In the course of the discussion, they never failed to bring up the subject of the drowned man. From sentence to sentence they came to mutual reproaches about this drowning business at Saint-Ouen, casting the crime in the face of one another. They grew excited to the pitch of fury, until one felt like murdering the other. Then ensued atrocious scenes of choking, blows, abominable cries, shameless brutalities. As a rule, Thérèse and Laurent became exasperated, in this manner, after the evening meal. They shut themselves up in the dining-room, so that the sound of their despair should not be heard. There, they could devour one another at ease. At the end of this damp apartment, of this sort of vault, lighted by the yellow beams of the lamp, the tone of their voices took harrowing sharpness, amidst the silence and tranquillity of the atmosphere. And they did not cease until exhausted with fatigue; then only could they go and enjoy a few hours’ rest. Their quarrels became, in a measure, necessary to them—a means of procuring a few hours’ rest by stupefying their nerves.

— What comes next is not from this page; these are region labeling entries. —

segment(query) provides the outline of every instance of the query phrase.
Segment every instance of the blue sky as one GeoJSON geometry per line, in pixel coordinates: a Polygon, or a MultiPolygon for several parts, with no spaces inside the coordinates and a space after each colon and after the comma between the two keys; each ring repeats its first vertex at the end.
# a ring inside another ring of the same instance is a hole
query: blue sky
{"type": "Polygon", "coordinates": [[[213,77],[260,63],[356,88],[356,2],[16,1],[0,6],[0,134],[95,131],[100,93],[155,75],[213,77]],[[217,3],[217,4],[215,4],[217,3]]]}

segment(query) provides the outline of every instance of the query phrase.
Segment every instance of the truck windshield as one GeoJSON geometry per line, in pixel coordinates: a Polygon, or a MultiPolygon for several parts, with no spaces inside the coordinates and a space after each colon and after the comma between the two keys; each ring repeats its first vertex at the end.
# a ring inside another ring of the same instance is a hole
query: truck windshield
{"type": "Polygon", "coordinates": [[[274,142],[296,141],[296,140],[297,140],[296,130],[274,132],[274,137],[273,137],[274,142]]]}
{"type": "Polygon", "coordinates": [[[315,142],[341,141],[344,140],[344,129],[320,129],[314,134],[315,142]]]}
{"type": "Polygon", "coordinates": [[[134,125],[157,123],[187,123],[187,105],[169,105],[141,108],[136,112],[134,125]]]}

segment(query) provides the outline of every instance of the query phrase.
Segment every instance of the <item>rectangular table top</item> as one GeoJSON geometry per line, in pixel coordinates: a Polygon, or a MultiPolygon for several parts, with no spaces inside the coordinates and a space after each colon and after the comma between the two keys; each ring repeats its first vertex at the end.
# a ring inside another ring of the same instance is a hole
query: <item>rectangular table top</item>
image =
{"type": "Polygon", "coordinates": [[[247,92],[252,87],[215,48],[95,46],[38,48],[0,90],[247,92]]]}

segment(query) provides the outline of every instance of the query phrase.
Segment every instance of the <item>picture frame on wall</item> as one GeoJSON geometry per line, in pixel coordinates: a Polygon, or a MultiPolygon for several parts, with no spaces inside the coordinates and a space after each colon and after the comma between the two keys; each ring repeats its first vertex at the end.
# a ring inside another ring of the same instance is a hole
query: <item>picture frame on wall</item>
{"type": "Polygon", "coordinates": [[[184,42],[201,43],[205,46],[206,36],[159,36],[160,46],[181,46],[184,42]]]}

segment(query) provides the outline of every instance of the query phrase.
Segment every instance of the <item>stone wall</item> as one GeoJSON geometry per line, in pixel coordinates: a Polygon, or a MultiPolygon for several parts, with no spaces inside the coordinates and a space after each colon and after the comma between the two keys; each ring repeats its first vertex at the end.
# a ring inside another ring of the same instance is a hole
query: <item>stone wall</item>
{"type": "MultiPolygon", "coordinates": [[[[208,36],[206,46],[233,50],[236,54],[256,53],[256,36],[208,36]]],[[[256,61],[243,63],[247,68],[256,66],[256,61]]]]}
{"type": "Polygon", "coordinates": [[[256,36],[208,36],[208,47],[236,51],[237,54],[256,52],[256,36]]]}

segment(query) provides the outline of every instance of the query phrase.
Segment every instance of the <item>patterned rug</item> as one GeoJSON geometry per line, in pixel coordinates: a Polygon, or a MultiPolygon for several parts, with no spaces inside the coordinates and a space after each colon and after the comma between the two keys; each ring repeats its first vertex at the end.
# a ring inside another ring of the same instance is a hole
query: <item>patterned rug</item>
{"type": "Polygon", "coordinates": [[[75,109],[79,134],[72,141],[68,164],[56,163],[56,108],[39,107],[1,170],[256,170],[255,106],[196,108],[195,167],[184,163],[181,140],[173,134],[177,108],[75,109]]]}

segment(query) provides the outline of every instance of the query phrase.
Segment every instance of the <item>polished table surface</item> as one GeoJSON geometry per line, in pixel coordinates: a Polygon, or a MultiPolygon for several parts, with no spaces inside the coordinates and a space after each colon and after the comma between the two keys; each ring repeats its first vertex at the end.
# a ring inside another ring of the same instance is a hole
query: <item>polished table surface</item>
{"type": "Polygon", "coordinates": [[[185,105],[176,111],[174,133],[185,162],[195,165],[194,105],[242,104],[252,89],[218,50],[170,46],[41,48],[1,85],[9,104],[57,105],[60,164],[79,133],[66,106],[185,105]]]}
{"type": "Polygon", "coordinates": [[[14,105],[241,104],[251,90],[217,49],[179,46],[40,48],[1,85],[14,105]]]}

Madame Raquin listened. She never ceased to be there, in her armchair, her hands dangling on her knees, her head straight, her face mute. She heard everything, and not a shudder ran through her lifeless frame. Her eyes rested on the murderers with the most acute fixedness. Her martyrdom must have been atrocious. She thus learned, detail by detail, all the events that had preceded and followed the murder of Camille. Little by little her ears became polluted with an account of the filth and crimes of those whom she had called her children.

These quarrels of the married couple placed her in possession of the most minute circumstances connected with the murder, and spread out, one by one, before her terrified mind, all the episodes of the horrible adventure. As she went deeper into this sanguinary filth, she pleaded in her mind for mercy, at times, she fancied she was touching the bottom of the infamy, and still she had to descend lower. Each night, she learnt some new detail. The frightful story continued to expand before her. It seemed like being lost in an interminable dream of horror. The first avowal had been brutal and crushing, but she suffered more from these repeated blows, from these small facts which the husband and wife allowed to escape them in their fits of anger, and which lit up the crime with sinister rays. Once a day, this mother heard the account of the murder of her son; and, each day this account became more horrifying, more replete with detail, and was shouted into her ears with greater cruelty and uproar.

On one occasion, Thérèse, taken aback with remorse, at the sight of this wan countenance, with great tears slowly coursing down its cheeks, pointed out her aunt to Laurent, beseeching him with a look to hold his tongue.

“Well, what of it? Leave me alone!” exclaimed the latter in a brutal tone, “you know very well that she cannot give us up. Am I more happy than she is? We have her cash, I have no need to constrain myself.”

The quarrel continued, bitter and piercing, and Camille was killed over again. Neither Thérèse nor Laurent dared give way to the thoughts of pity that sometimes came over them, and shut the paralysed woman in her bedroom, when they quarrelled, so as to spare her the story of the crime. They were afraid of beating one another to death, if they failed to have this semi-corpse between them. Their pity yielded to cowardice. They imposed ineffable sufferings on Madame Raquin because they required her presence to protect them against their hallucinations.

All their disputes were alike, and led to the same accusations. As soon as one of them accused the other of having killed this man, there came a frightful shock.